I installed CUDA 10.0 and built ManagedCUDA (x64, Release) dll libraries.
Before I started training, I copied several files into the same directory as "Seq2SeqConsole.exe":
info,2/11/2019 11:17:18 AM Command Line = '-TaskName train -WordVectorSize 50 -HiddenSize 50 -LearningRate 0.1 -ModelFilePath alarm.model -SrcVocab data_vocab.source -TgtVocab data_vocab.target -SrcLang en -TgtLang lf -TrainCorpusPath C:/Users/vlad/Downloads -ArchType 0 -Depth 1'
info,2/11/2019 11:17:18 AM Source Language = 'en'
info,2/11/2019 11:17:18 AM Target Language = 'lf'
info,2/11/2019 11:17:18 AM SSE Enable = 'True'
info,2/11/2019 11:17:18 AM SSE Size = '256'
info,2/11/2019 11:17:18 AM Processor counter = '8'
info,2/11/2019 11:17:18 AM Hidden Size = '50'
info,2/11/2019 11:17:18 AM Word Vector Size = '50'
info,2/11/2019 11:17:18 AM Learning Rate = '0.1'
info,2/11/2019 11:17:18 AM Network Layer = '1'
info,2/11/2019 11:17:18 AM Gradient Clip = '5'
info,2/11/2019 11:17:18 AM Dropout Ratio = '0.1'
info,2/11/2019 11:17:18 AM Batch Size = '1'
info,2/11/2019 11:17:18 AM Arch Type = 'GPU_CUDA'
info,2/11/2019 11:17:18 AM Device Ids = '0'
info,2/11/2019 11:17:18 AM Loading model from 'alarm.model'...
info,2/11/2019 11:17:18 AM Initialize device '0'
Precompiling GatherScatterKernels
Precompiling Im2ColKernels
Precompiling IndexSelectKernels
Precompiling ReduceDimIndexKernels
Precompiling CudaReduceAllKernels
Precompiling CudaReduceKernels
Precompiling ElementwiseKernels
Precompiling FillCopyKernels
Precompiling SoftmaxKernels
Precompiling SpatialMaxPoolKernels
Precompiling VarStdKernels
info,2/11/2019 11:24:37 AM Loading model from 'alarm.model'...
info,2/11/2019 11:24:37 AM Initializing weights...
info,2/11/2019 11:24:37 AM Initializing weights for device '0'
info,2/11/2019 11:24:37 AM Initializing encoders and decoders for device '0'...
info,2/11/2019 11:24:37 AM Start to train...

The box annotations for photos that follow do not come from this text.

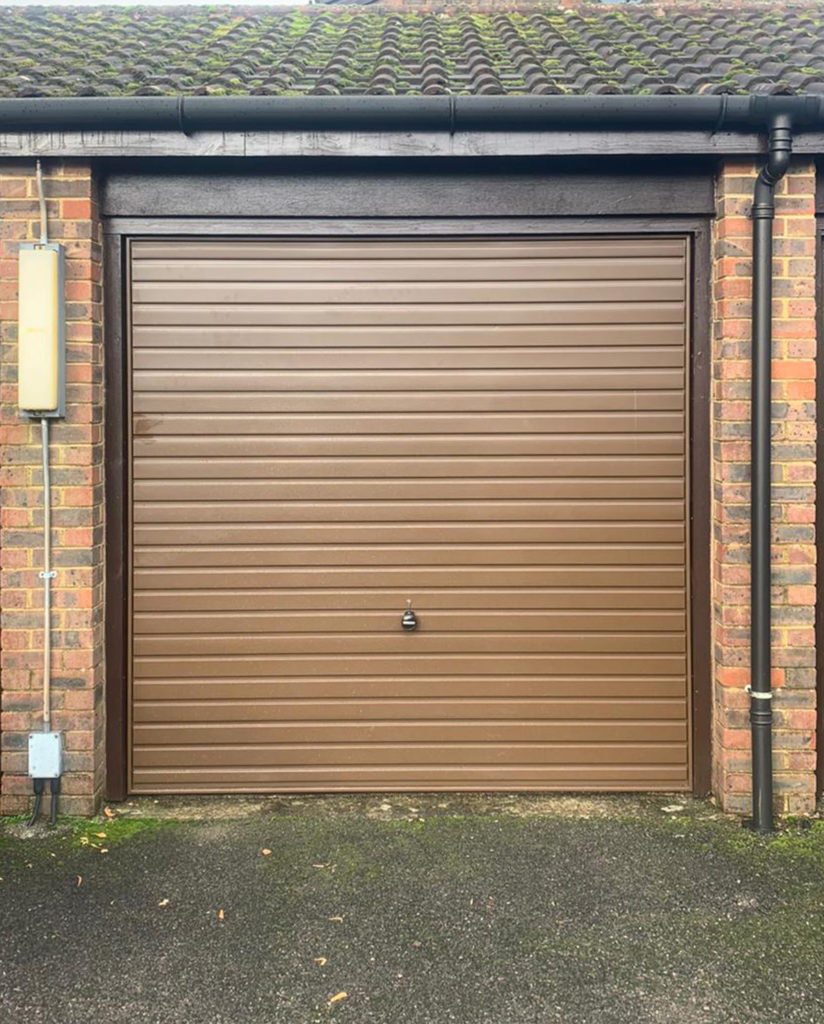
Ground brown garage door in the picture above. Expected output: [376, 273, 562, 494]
[131, 239, 690, 793]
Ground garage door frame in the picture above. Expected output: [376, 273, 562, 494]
[103, 216, 711, 800]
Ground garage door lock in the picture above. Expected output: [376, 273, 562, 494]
[400, 601, 418, 633]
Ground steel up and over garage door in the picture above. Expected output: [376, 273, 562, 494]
[131, 239, 690, 793]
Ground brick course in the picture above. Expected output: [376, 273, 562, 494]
[712, 160, 816, 813]
[0, 161, 104, 814]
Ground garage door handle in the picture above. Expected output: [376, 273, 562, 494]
[400, 601, 418, 633]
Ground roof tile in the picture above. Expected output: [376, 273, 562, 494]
[0, 0, 824, 97]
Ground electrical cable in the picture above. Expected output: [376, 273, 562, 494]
[29, 778, 46, 828]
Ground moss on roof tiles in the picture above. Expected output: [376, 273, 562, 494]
[0, 0, 824, 96]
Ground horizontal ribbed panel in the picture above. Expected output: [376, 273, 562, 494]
[131, 239, 689, 793]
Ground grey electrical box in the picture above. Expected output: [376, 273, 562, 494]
[29, 732, 62, 778]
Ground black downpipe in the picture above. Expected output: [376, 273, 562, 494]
[748, 116, 792, 833]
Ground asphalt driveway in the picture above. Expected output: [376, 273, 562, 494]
[0, 796, 824, 1024]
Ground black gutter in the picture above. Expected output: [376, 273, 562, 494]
[0, 95, 824, 133]
[749, 117, 792, 833]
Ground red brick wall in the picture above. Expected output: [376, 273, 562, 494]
[712, 160, 816, 813]
[0, 161, 104, 813]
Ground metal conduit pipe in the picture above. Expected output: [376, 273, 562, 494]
[747, 116, 792, 833]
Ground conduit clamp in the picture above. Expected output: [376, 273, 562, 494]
[744, 683, 775, 700]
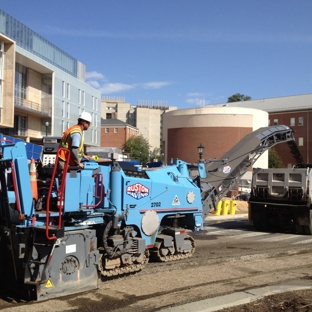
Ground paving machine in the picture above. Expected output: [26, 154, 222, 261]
[0, 126, 293, 300]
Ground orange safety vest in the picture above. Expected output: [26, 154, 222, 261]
[59, 125, 84, 166]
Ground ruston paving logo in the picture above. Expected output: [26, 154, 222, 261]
[126, 183, 149, 199]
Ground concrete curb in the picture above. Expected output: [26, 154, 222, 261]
[205, 213, 248, 221]
[160, 280, 312, 312]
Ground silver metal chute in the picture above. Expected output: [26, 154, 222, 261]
[200, 125, 294, 218]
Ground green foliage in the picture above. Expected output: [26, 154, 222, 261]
[150, 147, 163, 162]
[269, 147, 283, 168]
[228, 93, 251, 103]
[123, 134, 150, 164]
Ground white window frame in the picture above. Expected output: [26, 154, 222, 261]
[298, 117, 304, 126]
[298, 137, 303, 146]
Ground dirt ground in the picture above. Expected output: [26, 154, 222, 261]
[216, 200, 312, 312]
[219, 289, 312, 312]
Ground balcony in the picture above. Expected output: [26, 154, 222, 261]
[14, 97, 52, 117]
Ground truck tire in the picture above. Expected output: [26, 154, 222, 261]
[296, 208, 312, 235]
[253, 220, 268, 232]
[250, 206, 268, 232]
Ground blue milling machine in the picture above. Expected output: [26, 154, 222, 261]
[0, 125, 294, 301]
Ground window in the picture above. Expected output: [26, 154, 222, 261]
[78, 89, 81, 104]
[15, 63, 27, 104]
[298, 117, 303, 126]
[298, 138, 303, 146]
[14, 115, 27, 135]
[62, 81, 66, 97]
[67, 102, 70, 119]
[62, 101, 65, 117]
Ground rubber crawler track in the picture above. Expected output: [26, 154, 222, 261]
[151, 235, 195, 262]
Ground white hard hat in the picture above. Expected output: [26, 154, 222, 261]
[79, 112, 92, 123]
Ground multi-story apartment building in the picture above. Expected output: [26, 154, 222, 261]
[0, 10, 101, 146]
[101, 97, 177, 150]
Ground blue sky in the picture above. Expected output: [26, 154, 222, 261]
[0, 0, 312, 108]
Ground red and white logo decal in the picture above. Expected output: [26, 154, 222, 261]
[126, 183, 149, 199]
[223, 166, 231, 174]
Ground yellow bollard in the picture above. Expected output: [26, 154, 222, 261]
[248, 203, 252, 224]
[215, 200, 222, 216]
[230, 199, 236, 214]
[221, 199, 230, 216]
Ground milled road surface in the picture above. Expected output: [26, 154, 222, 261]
[0, 216, 312, 312]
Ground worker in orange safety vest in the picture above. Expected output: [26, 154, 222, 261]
[58, 112, 92, 174]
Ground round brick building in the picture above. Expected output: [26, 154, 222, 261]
[163, 105, 268, 168]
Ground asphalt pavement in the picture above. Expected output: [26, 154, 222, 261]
[160, 280, 312, 312]
[160, 213, 312, 312]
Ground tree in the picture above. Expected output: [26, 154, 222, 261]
[228, 93, 251, 103]
[123, 134, 150, 164]
[150, 147, 162, 162]
[269, 147, 283, 168]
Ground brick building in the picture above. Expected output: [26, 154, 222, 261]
[100, 118, 139, 149]
[163, 105, 268, 168]
[217, 94, 312, 168]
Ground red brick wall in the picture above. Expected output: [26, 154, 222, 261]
[101, 127, 138, 148]
[269, 111, 312, 167]
[166, 127, 252, 163]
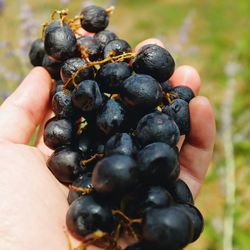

info,2/11/2019 11:24:37 AM Shuffling training corpus...
info,2/11/2019 11:24:37 AM Base learning rate is '0.1' at epoch '0'
info,2/11/2019 11:24:37 AM Cleaning cache of weights optmiazation.'
info,2/11/2019 11:24:37 AM Start to process training corpus.
info,2/11/2019 11:24:37 AM Shuffling training corpus...
Then it gets stuck (it also took a while to do Precompiling steps). One CPU is loaded 100% and 29GB (!) of RAM is used! My system has 64GB of RAM so the RAM appears not to be the issue.
Note: Training using CPU only works just fine.